Eva said she previously thought: “Maybe it’s just me?”
But seeing more posts from trans people be taken down made her realise “the system is very one sided”.
“Instagram needs to stop policing the gender diverse community by restricting content which cis people are fine to post,” Eva added.
Trans author Yvy DeLuca also posted a photo in this pose, which cannot be found by searching the #DeserveToBeHere hashtag – a practice known as shadow-banning.
Shadow-banning is when images aren’t outright removed from the platform, but instead strategically hidden from users. This prevents users from searching shadow-banned hashtags, and removes affected content from Instagram’s Explore page.
“When it comes to trans and non-binary people on Instagram, when we show our bodies, and when we showcase who we are and how proud we are, Instagram is very quick to shut that down,” Yvy said in a video about the #DeserveToBeHere campaign. “To censor us, and to ban us from showing who we are.

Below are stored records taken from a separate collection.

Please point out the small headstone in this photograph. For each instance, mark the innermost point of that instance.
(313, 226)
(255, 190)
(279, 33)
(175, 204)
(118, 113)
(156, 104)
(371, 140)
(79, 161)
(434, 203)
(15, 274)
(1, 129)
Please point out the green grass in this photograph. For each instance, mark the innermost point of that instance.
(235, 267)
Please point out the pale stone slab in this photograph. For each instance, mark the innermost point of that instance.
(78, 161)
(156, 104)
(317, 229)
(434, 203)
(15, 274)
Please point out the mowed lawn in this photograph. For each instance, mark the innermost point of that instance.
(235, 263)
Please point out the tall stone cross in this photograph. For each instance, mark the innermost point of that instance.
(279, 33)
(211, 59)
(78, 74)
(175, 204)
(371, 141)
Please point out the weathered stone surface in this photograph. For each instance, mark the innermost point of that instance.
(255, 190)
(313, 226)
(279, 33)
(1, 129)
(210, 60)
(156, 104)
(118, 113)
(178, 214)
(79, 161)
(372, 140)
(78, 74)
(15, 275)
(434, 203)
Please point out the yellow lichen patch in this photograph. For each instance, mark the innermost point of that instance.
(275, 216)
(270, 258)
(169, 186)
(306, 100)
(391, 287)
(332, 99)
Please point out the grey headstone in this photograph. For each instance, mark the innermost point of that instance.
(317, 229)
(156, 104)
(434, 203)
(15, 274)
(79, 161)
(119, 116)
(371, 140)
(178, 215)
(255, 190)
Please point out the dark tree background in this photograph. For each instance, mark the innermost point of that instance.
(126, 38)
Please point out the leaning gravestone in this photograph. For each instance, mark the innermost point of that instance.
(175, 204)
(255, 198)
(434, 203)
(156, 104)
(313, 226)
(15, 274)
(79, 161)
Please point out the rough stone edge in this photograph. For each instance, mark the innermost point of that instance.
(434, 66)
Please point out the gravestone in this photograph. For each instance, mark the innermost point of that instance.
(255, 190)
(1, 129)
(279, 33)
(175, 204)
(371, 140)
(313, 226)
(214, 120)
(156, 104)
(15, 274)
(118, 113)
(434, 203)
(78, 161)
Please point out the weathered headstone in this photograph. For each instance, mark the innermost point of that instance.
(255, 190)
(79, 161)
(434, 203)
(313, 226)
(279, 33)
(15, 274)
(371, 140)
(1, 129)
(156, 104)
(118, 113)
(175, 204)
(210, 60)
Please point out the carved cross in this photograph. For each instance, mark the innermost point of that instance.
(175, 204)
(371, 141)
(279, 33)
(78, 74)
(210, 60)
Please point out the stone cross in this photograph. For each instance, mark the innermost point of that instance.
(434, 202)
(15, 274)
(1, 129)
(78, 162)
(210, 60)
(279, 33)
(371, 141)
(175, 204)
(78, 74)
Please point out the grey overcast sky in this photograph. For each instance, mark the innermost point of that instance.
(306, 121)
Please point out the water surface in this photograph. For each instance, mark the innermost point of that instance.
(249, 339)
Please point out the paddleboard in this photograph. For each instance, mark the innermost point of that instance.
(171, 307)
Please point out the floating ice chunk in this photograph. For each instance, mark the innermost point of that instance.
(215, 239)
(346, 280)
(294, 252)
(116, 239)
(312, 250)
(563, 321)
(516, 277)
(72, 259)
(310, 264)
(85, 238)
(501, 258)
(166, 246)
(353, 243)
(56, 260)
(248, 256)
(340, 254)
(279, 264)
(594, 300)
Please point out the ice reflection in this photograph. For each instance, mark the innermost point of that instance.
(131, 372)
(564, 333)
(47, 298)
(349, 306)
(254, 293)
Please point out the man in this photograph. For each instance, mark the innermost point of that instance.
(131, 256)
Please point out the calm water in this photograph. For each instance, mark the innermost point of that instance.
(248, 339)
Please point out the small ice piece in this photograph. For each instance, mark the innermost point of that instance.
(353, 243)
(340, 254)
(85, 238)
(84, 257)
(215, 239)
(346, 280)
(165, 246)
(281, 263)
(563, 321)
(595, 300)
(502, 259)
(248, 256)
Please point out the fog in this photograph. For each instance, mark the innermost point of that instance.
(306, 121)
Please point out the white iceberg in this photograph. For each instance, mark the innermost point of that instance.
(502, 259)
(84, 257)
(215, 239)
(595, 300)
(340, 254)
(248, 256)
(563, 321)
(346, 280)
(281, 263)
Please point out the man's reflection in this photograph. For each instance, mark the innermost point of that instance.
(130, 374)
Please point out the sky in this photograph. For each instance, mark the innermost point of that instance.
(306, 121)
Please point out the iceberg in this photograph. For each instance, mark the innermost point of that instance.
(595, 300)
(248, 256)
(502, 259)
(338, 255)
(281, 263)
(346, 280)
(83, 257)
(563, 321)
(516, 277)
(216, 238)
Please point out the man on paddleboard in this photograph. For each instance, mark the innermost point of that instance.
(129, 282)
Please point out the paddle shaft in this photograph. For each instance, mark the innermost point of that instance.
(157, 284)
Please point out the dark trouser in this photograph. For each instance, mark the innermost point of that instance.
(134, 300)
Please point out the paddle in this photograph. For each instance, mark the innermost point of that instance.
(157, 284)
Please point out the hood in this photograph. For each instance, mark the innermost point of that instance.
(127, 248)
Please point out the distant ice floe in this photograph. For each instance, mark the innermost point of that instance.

Yet we see all the time cis celebrities showing all their ‘cakes and custard’ and nobody bats an eyelid.”
Non-binary Instagram user Thai Wells also posted a photo of their chest using the #DeserveToBeHere hashtag, writing: “Instagram continuously polices trans and non-binary bodies for violations of their rules but will allow cis people to post images of themselves in the same manner with no repercussions!

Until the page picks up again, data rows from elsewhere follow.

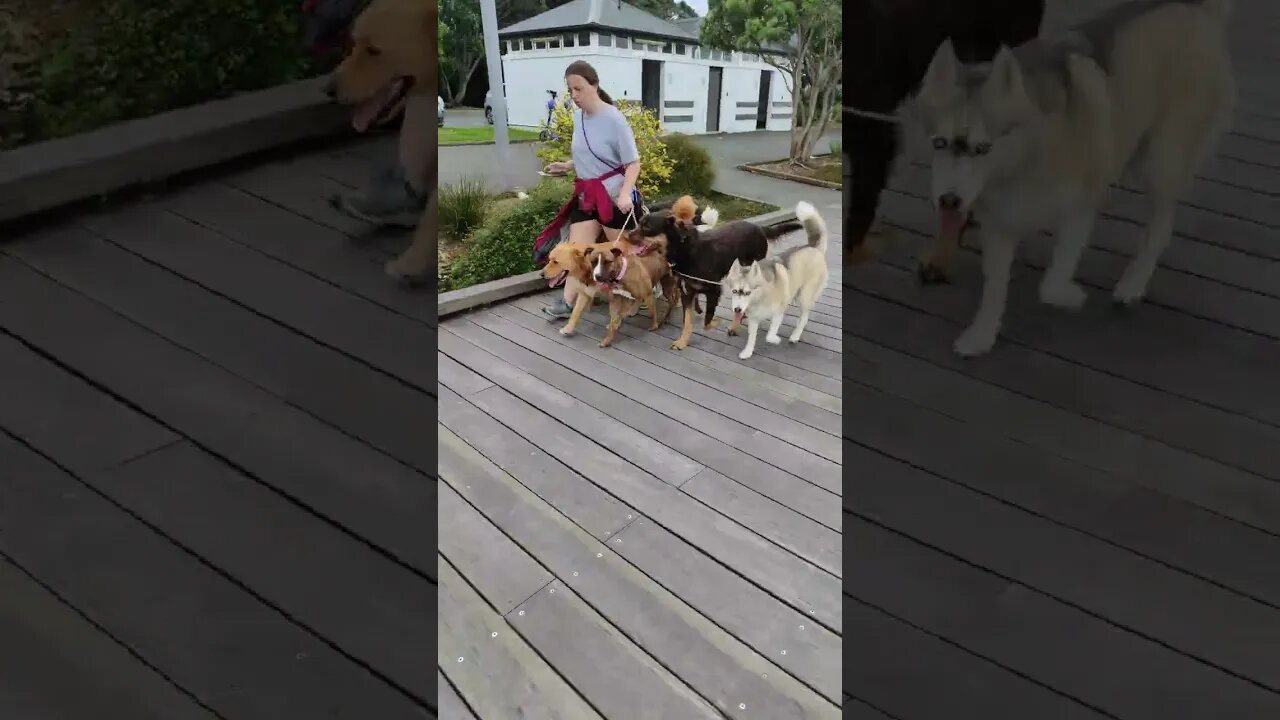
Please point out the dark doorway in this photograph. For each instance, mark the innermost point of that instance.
(762, 115)
(650, 85)
(713, 86)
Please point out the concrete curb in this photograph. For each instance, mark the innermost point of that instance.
(752, 168)
(45, 176)
(488, 142)
(497, 291)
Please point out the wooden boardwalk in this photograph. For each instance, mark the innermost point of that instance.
(215, 459)
(635, 532)
(1087, 522)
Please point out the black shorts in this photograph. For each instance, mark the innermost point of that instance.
(577, 215)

“We deserve to be here, we deserve to be seen, and mostly we deserve to be ourselves, wholeheartedly!”
“It’s no secret that our posts and the trans and non-binary community as a whole are more regulated and therefore restricted here on Instagram,” wrote Robin Rose with a picture of her using the hashtag.
“Our [hashtags]’s combined with ‘cis-normative’ ones often trigger an algorithmic reaction that leads to us being shadow-banned for posting the same things #cisgender people do without getting in trouble.”

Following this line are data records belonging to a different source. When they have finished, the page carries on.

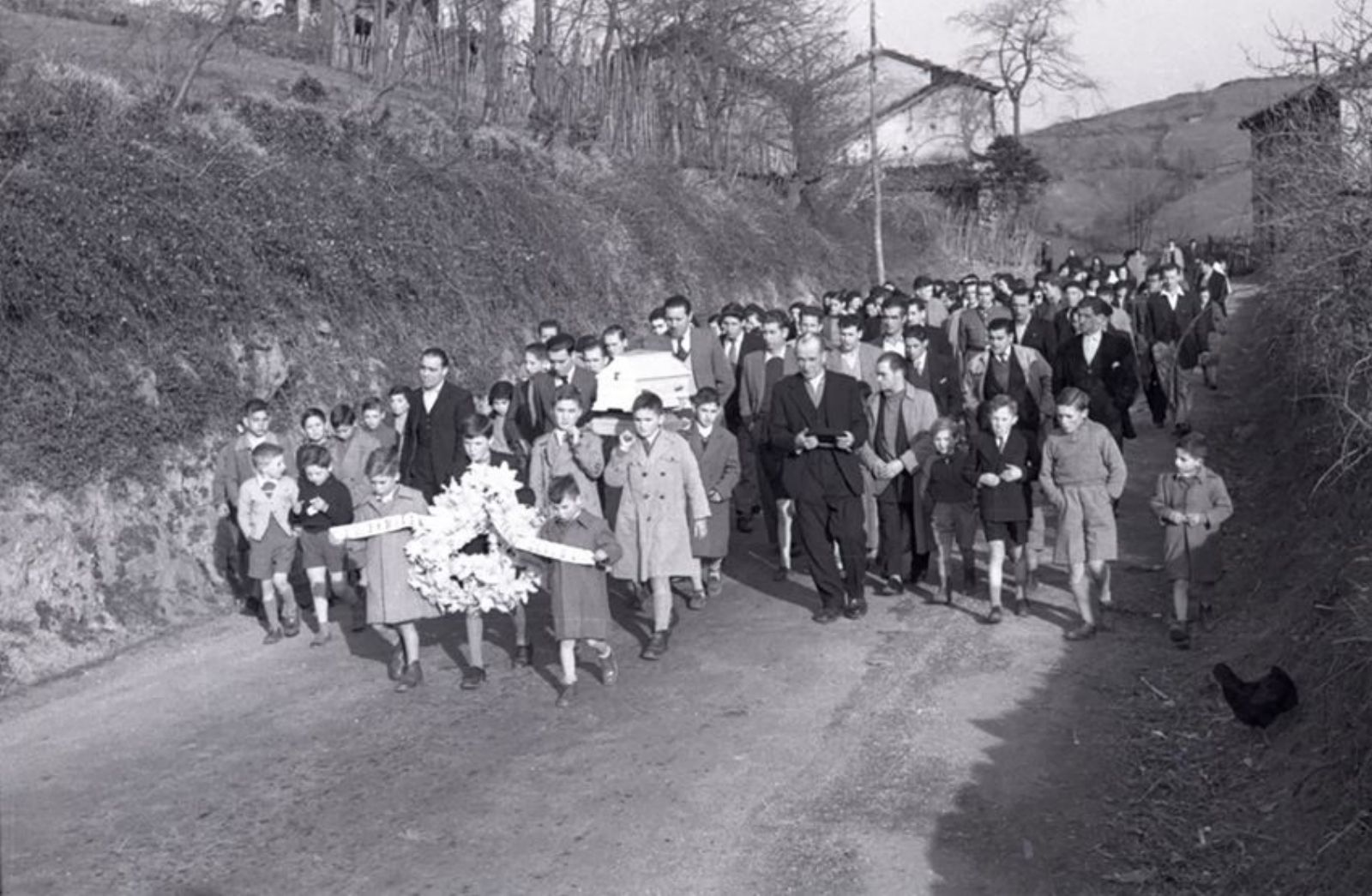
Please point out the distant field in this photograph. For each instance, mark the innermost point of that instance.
(1183, 155)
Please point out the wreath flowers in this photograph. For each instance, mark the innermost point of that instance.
(449, 569)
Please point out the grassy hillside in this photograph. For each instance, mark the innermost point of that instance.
(1176, 166)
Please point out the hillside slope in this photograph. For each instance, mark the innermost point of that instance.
(279, 242)
(1176, 166)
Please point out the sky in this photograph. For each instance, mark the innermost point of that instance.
(1140, 50)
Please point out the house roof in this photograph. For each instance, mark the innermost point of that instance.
(1323, 89)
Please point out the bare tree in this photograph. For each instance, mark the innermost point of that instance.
(1026, 47)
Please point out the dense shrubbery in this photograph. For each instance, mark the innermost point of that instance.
(148, 258)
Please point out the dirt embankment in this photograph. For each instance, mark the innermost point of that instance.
(162, 269)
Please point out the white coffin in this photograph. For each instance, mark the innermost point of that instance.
(633, 372)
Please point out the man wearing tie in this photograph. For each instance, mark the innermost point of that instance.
(820, 423)
(900, 418)
(696, 346)
(432, 445)
(737, 342)
(1102, 365)
(932, 372)
(564, 370)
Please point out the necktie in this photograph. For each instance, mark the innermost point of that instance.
(882, 443)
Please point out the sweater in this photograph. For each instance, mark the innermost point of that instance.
(1087, 457)
(335, 494)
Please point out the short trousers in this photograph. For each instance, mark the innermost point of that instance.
(272, 555)
(317, 550)
(1014, 532)
(957, 520)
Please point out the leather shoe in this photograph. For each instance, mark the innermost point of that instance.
(610, 670)
(411, 678)
(656, 646)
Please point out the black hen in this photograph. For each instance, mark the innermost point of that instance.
(1261, 701)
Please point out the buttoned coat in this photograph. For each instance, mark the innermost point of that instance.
(1110, 381)
(350, 461)
(663, 496)
(1193, 552)
(754, 400)
(719, 471)
(919, 413)
(390, 597)
(445, 420)
(939, 379)
(1038, 382)
(583, 463)
(840, 411)
(708, 364)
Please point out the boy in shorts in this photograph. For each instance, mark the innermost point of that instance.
(265, 504)
(324, 501)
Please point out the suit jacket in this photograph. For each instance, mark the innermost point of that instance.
(1111, 379)
(1161, 324)
(1042, 336)
(939, 379)
(811, 475)
(1008, 501)
(441, 427)
(919, 413)
(707, 360)
(534, 416)
(754, 401)
(1038, 383)
(866, 372)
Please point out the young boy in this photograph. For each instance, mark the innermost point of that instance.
(400, 401)
(581, 604)
(374, 423)
(1005, 463)
(265, 505)
(232, 468)
(1191, 504)
(567, 450)
(324, 501)
(717, 452)
(1083, 473)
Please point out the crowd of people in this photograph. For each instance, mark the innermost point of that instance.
(869, 434)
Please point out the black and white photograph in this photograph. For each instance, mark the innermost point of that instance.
(685, 448)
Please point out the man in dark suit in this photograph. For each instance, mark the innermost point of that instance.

Last year, Instagram came under fire when it took down adverts for online newsletter Salty featuring trans and non-binary people of colour, flagging them as being for “escort services” (the adverts did not feature sex workers).
Salty wrote in an Instagram post: “Unlike other big brands and media outlets, Salty is unable to advertise on Instagram or Facebook because the algorithms assume that Salty is ‘promoting escort services’…
“People, this is a FOSTA/SESTA in action. There are biases and assumptions built into the algorithms that are designed to silence us.
“It is no coincidence that these images include incredible, empowered POCs, non binary, disabled and plus sized bodies – and are the most highly regulated.
“Digital products that are designed to empower women, trans and non binary people (like our newsletter) are discriminated against in marketing and advertising policies online, in the software that we use and in the real world too.”
The original photo that Jude posted on Trans Day of Visibility has since been allowed back on Instagram, following a wave of complaints.
Responding to the campaign, a Facebook spokesperson said: “We want everyone to be able to express themselves on Instagram. With such a globally diverse community, we have rules on nudity and sexual activity so that content is appropriate for all.
“This can be a hard balance to strike and means there are times when we make the wrong call. We are committed to addressing inequity on our platform, and last year created a dedicated team to better understand and address bias in our products.”